For customers in Texarkana, those corporate changes were noticeable.
After the restructuring, longtime patrons saw a number of familiar menu favorites disappear. Popular promotions were scaled back or eliminated. Special event nights faded away. UFC fight nights, once a major draw, were no longer part of the lineup. The store also underwent changes intended to bring it back in line with a more standardized, traditional Hooters format.
Nationally, the company has been working to reposition itself as a more family-friendly brand, moving away from some of the flashier promotions of recent years while simplifying menus and standardizing operations.
For many locals, the Texarkana Hooters was more than just another chain restaurant. It was a place where birthdays were celebrated, games were watched, and plenty of memories were made. In recent years, management said family gatherings and birthday parties—especially for younger guests—had become some of the restaurant’s most common events.

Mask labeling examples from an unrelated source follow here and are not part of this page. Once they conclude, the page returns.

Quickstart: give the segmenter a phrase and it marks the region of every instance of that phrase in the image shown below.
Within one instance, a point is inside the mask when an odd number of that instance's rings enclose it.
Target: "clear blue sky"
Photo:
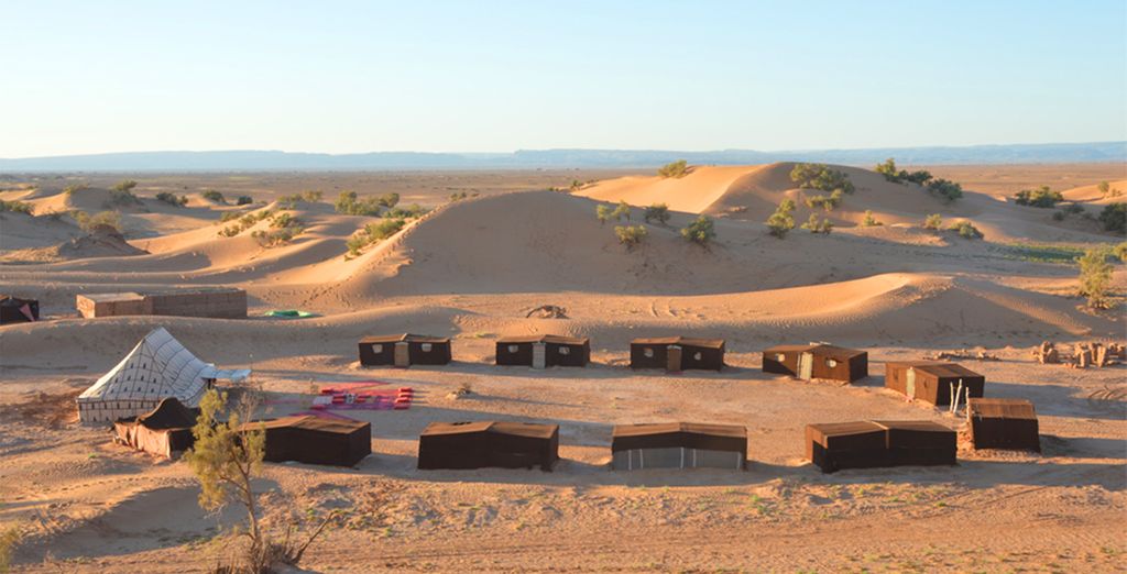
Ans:
[[[0,158],[1127,138],[1127,1],[25,1]]]

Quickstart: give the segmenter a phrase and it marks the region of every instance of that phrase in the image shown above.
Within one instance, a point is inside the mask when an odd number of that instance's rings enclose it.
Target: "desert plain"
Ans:
[[[20,524],[16,572],[197,572],[221,560],[238,508],[196,503],[181,461],[131,451],[105,427],[77,423],[74,397],[148,331],[167,328],[197,356],[251,368],[265,415],[308,409],[317,385],[411,386],[406,411],[350,412],[372,423],[373,454],[355,468],[265,464],[256,483],[269,528],[340,520],[302,566],[317,572],[1121,572],[1127,567],[1127,368],[1041,365],[1041,341],[1063,348],[1125,339],[1122,307],[1076,296],[1072,259],[1124,240],[1093,217],[1127,190],[1118,163],[924,167],[962,183],[947,204],[869,169],[841,167],[855,192],[828,214],[829,234],[771,236],[763,222],[784,198],[810,208],[793,164],[653,170],[380,173],[5,174],[0,292],[41,302],[43,321],[0,326],[0,524]],[[112,203],[134,179],[140,198],[116,206],[123,240],[87,237],[70,216]],[[575,185],[573,185],[575,182]],[[86,189],[65,194],[68,186]],[[1083,213],[1014,204],[1049,186]],[[225,203],[205,199],[213,189]],[[223,236],[223,214],[278,208],[300,233],[264,245],[252,228]],[[378,218],[339,214],[341,191],[399,194],[418,204],[392,236],[349,254]],[[185,196],[174,206],[156,199]],[[1127,191],[1125,191],[1127,192]],[[464,194],[464,197],[462,196]],[[252,203],[234,205],[238,196]],[[316,197],[316,196],[311,196]],[[636,206],[646,240],[620,244],[596,205]],[[1122,200],[1122,199],[1118,199]],[[667,224],[641,207],[665,203]],[[864,226],[867,214],[881,225]],[[820,212],[819,212],[820,213]],[[925,230],[968,221],[982,239]],[[1093,217],[1085,217],[1084,214]],[[707,248],[678,230],[715,218]],[[254,230],[267,230],[264,219]],[[1127,272],[1116,266],[1121,304]],[[85,293],[168,287],[246,289],[246,320],[82,319]],[[564,319],[529,313],[542,305]],[[270,310],[316,316],[279,320]],[[454,362],[362,368],[369,334],[453,339]],[[499,335],[592,339],[584,369],[492,365]],[[720,373],[632,371],[636,337],[718,337]],[[832,341],[866,349],[870,376],[852,385],[761,371],[775,343]],[[961,448],[953,467],[823,474],[804,458],[813,422],[923,419],[961,428],[946,409],[884,388],[884,362],[944,351],[986,376],[986,396],[1032,401],[1041,454]],[[459,388],[471,389],[458,395]],[[433,421],[526,420],[560,425],[562,460],[534,470],[418,470],[417,437]],[[612,472],[611,428],[698,421],[745,425],[744,472]]]

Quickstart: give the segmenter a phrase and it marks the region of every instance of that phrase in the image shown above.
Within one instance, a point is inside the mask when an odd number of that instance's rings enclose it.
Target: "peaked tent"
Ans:
[[[113,422],[152,411],[168,397],[194,409],[216,379],[239,382],[249,375],[250,369],[216,369],[192,355],[165,328],[157,328],[78,396],[78,414],[85,423]]]

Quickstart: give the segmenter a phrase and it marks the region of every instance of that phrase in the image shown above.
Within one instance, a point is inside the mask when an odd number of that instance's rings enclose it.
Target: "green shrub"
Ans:
[[[766,221],[769,232],[772,235],[783,239],[787,236],[787,232],[795,228],[795,207],[793,199],[783,199],[779,203],[779,207]]]
[[[619,237],[619,243],[625,245],[627,250],[630,251],[640,244],[648,234],[645,225],[616,225],[614,227],[614,235]]]
[[[600,225],[606,224],[606,221],[611,218],[611,214],[613,213],[614,210],[609,205],[600,204],[595,206],[595,217],[598,218]]]
[[[170,194],[168,191],[157,194],[157,199],[176,207],[184,207],[185,205],[188,205],[188,198],[186,196],[176,197],[176,194]]]
[[[964,239],[982,239],[983,232],[978,231],[970,222],[957,222],[947,227],[949,231],[959,233]]]
[[[855,191],[849,174],[844,171],[829,169],[824,163],[799,163],[790,171],[790,179],[798,183],[801,189],[831,192],[840,189],[845,194]]]
[[[213,201],[216,204],[227,204],[227,198],[223,197],[223,194],[220,194],[214,189],[204,189],[199,195],[203,196],[204,199],[208,201]]]
[[[1100,223],[1103,224],[1103,231],[1127,232],[1127,203],[1116,201],[1103,206],[1103,210],[1100,212]]]
[[[621,222],[622,218],[625,217],[627,221],[629,222],[630,221],[630,204],[628,204],[625,201],[619,201],[619,205],[614,208],[613,212],[611,212],[611,217],[614,217],[614,221],[616,221],[616,222]]]
[[[1111,263],[1108,257],[1111,250],[1107,246],[1091,248],[1076,260],[1080,263],[1080,295],[1088,297],[1092,308],[1108,308],[1108,287],[1111,285]]]
[[[117,212],[98,212],[90,215],[82,210],[74,210],[71,212],[71,217],[73,217],[74,223],[78,223],[78,226],[87,233],[90,233],[95,228],[103,225],[113,227],[114,231],[118,233],[122,232],[122,216]]]
[[[825,233],[828,234],[834,228],[834,223],[827,217],[823,217],[818,221],[818,214],[811,213],[810,218],[802,224],[802,228],[809,231],[810,233]]]
[[[689,162],[685,160],[677,160],[671,163],[666,163],[660,169],[657,170],[657,174],[663,178],[683,178],[689,173]]]
[[[345,215],[380,216],[380,200],[375,197],[358,198],[355,191],[341,191],[334,204],[337,213]]]
[[[699,245],[708,245],[716,239],[716,225],[707,215],[699,215],[689,225],[681,228],[681,236]]]
[[[861,226],[877,227],[879,225],[884,225],[884,223],[878,222],[877,218],[872,216],[872,209],[866,209],[864,219],[861,221]]]
[[[962,197],[962,186],[950,180],[937,178],[928,182],[928,192],[949,204]]]
[[[665,204],[653,204],[642,212],[646,223],[657,222],[660,225],[669,223],[669,206]]]
[[[0,199],[0,212],[12,212],[12,213],[32,215],[33,210],[34,209],[32,209],[32,204],[27,204],[24,201],[5,201],[3,199]]]
[[[1037,189],[1022,189],[1018,191],[1015,196],[1018,205],[1028,205],[1030,207],[1056,207],[1061,201],[1064,201],[1064,195],[1059,191],[1053,191],[1048,186],[1041,186]]]

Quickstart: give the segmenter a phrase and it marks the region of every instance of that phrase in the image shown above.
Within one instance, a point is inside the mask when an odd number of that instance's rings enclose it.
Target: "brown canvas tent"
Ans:
[[[962,383],[966,396],[980,397],[986,377],[956,362],[896,361],[885,364],[885,387],[937,406],[950,405],[952,386]]]
[[[365,337],[360,340],[360,364],[365,367],[446,365],[450,338],[410,333]]]
[[[953,465],[957,451],[956,432],[931,421],[853,421],[806,427],[806,458],[824,473]]]
[[[1020,398],[970,398],[967,402],[970,440],[976,449],[1041,451],[1037,411]]]
[[[0,325],[34,323],[39,320],[39,302],[0,295]]]
[[[657,337],[630,341],[631,369],[724,369],[724,339]]]
[[[355,466],[372,454],[372,424],[313,415],[252,421],[243,430],[266,431],[265,460]]]
[[[586,367],[591,361],[591,339],[586,337],[529,335],[497,340],[497,365]]]
[[[559,460],[558,424],[432,422],[419,436],[420,469],[532,468]]]
[[[177,458],[195,442],[192,428],[198,416],[199,409],[188,409],[169,397],[145,414],[114,422],[115,440],[136,450]]]
[[[666,422],[618,424],[611,468],[735,468],[747,460],[747,429],[734,424]]]
[[[853,383],[869,376],[869,353],[826,343],[780,344],[763,351],[763,373]]]

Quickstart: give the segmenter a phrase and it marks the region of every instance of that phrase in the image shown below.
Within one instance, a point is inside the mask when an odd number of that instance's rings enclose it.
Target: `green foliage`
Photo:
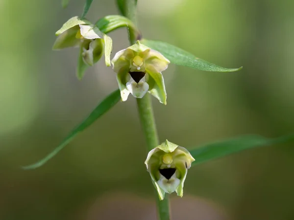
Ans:
[[[65,8],[69,5],[70,0],[61,0],[61,6],[63,8]]]
[[[294,134],[276,138],[267,138],[257,135],[248,135],[209,143],[190,151],[195,158],[192,165],[222,157],[247,149],[272,145],[294,140]]]
[[[98,20],[96,25],[104,34],[107,34],[122,27],[127,27],[137,32],[139,32],[131,21],[120,15],[105,16]]]
[[[104,56],[106,66],[110,66],[110,54],[112,50],[112,39],[106,34],[104,35]]]
[[[135,8],[137,2],[138,0],[117,0],[117,4],[121,14],[126,16],[130,4],[132,3]]]
[[[85,6],[84,6],[84,11],[82,15],[82,18],[85,18],[86,15],[87,15],[93,1],[93,0],[86,0],[86,3],[85,3]]]
[[[55,35],[60,35],[70,28],[79,24],[91,24],[91,22],[86,19],[81,19],[78,16],[74,17],[63,24],[62,27],[56,31]]]
[[[23,167],[23,168],[25,170],[28,170],[36,169],[42,166],[63,149],[63,148],[70,143],[79,133],[92,125],[93,122],[99,118],[104,113],[107,112],[120,100],[121,94],[120,93],[120,90],[117,89],[111,93],[102,100],[90,115],[76,128],[74,129],[65,138],[62,143],[61,143],[61,144],[60,144],[60,145],[56,148],[52,152],[37,162],[28,166]]]
[[[147,46],[160,52],[170,60],[171,63],[176,65],[213,72],[234,72],[242,68],[241,67],[239,68],[230,69],[219,66],[198,58],[188,52],[165,42],[145,39],[143,39],[141,42]]]

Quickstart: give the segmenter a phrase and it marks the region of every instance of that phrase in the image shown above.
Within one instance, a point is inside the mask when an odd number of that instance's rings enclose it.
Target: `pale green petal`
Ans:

Its closing also reflects broader challenges facing casual dining chains across the country, including rising food and labor costs, changing consumer preferences, and increased competition in the sports bar and restaurant market.
When the doors close Sunday night, Texarkana will lose a restaurant that has been part of the local dining scene since the mid-1990s—a place that, for better or worse, became a recognizable part of the city’s restaurant landscape.
For longtime customers, it marks the end of an era. Sunday, the staff is planning a big celebration of the decades with many of the former employees and all of their customers invited.